Jungiana / Reihe B. Beiträge zur Psychologie von C. G. Jung / Der Tod des grossen Pan
Zum Untergang des Naturgottes in der Antike
Xaver Wassmann
Im Zentrum der von Prof. Dr. Alois M. Haas betreuten Dissertation steht die mythische Erzählung vom Tod des grossen Pan, welche Plutarch (um 45–120) in seinem Dialog De defectu oraculorum (c. 17) überliefert hat. Pan ist der griechische Bocksgott, halb Mensch, halb Tier, ein Naturgott im umfassenden Sinn, wie die Arbeit neu aufzeigt. Sein Tod ist, wie der Tod jedes Gottes, ein epochales archetypisches Ereignis, das in der Wende der Zeit geschah, als ein neues Gottesbild in vielen Formen bereits überall ans Licht drängte, so auch das christliche. Die Zeichen der Zeit weisen daraufhin, dass der Naturgott notwendigerweise sterben musste, damit der neue Gott, der ein solcher des überweltlichen Geistes war, zum Leben gelangen und sich durchsetzen konnte.
Das symbolische Verständnis des Todes des Pan und der Geburt des neuen Gottes weist nach, dass damals in der Psyche der Menschen ein schmerzlicher dramatischer Kampf des archetypischen Geistes des Bewusstseins gegen die dunklen Natur- und Triebkräfte des Unbewussten tobte. In den historischen Pantod-Zeugnissen manifestiert er sich im Verlust der positiven religiösen Auffassungen der Natur, des existentiellen und des sinnlichen Lebens und des schöpferischen Geistes des Unbewussten. Das neue Gottesbild stiess mit anderen Worten alles Natürliche von sich weg und dämonisierte es in einer gegengöttlichen immanenten Macht.
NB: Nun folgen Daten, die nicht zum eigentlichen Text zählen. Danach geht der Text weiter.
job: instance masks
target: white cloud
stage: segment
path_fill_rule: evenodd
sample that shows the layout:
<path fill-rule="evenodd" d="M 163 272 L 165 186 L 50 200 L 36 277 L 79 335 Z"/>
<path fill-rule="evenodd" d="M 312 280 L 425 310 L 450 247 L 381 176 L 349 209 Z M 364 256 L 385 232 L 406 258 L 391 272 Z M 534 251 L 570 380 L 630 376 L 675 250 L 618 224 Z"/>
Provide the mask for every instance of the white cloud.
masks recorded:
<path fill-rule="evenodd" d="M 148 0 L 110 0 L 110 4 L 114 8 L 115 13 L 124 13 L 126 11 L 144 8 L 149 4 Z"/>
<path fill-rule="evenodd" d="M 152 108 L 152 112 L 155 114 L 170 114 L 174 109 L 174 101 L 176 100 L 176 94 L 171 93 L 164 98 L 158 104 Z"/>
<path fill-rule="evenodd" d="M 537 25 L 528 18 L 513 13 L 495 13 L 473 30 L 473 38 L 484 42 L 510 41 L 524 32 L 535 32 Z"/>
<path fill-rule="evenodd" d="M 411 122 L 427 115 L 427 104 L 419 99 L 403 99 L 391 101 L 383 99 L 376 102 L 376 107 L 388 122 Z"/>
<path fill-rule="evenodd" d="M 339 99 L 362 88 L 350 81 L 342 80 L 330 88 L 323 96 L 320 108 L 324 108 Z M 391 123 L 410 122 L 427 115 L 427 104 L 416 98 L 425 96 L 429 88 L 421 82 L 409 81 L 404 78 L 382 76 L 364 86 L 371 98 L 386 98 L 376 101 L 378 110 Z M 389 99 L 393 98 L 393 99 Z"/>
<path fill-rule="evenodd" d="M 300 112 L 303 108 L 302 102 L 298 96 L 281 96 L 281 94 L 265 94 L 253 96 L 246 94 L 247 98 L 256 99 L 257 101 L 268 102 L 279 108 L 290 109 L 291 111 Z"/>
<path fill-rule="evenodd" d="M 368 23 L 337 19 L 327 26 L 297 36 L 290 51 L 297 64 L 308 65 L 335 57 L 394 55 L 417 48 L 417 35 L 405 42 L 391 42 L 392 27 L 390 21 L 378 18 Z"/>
In der Folge blieben bis heute viele Probleme ungelöst, welche jetzt einer neuen Behandlung bedürfen. Die fortlaufende Evolution des Geistes entspricht der Bewusstwerdung, welche sich kollektiv in den historischen Wandlungen des Gottesbildes manifestiert, und darin stellt der Tod des grossen Pan den unvermeidlichen Prozess contra naturam dar.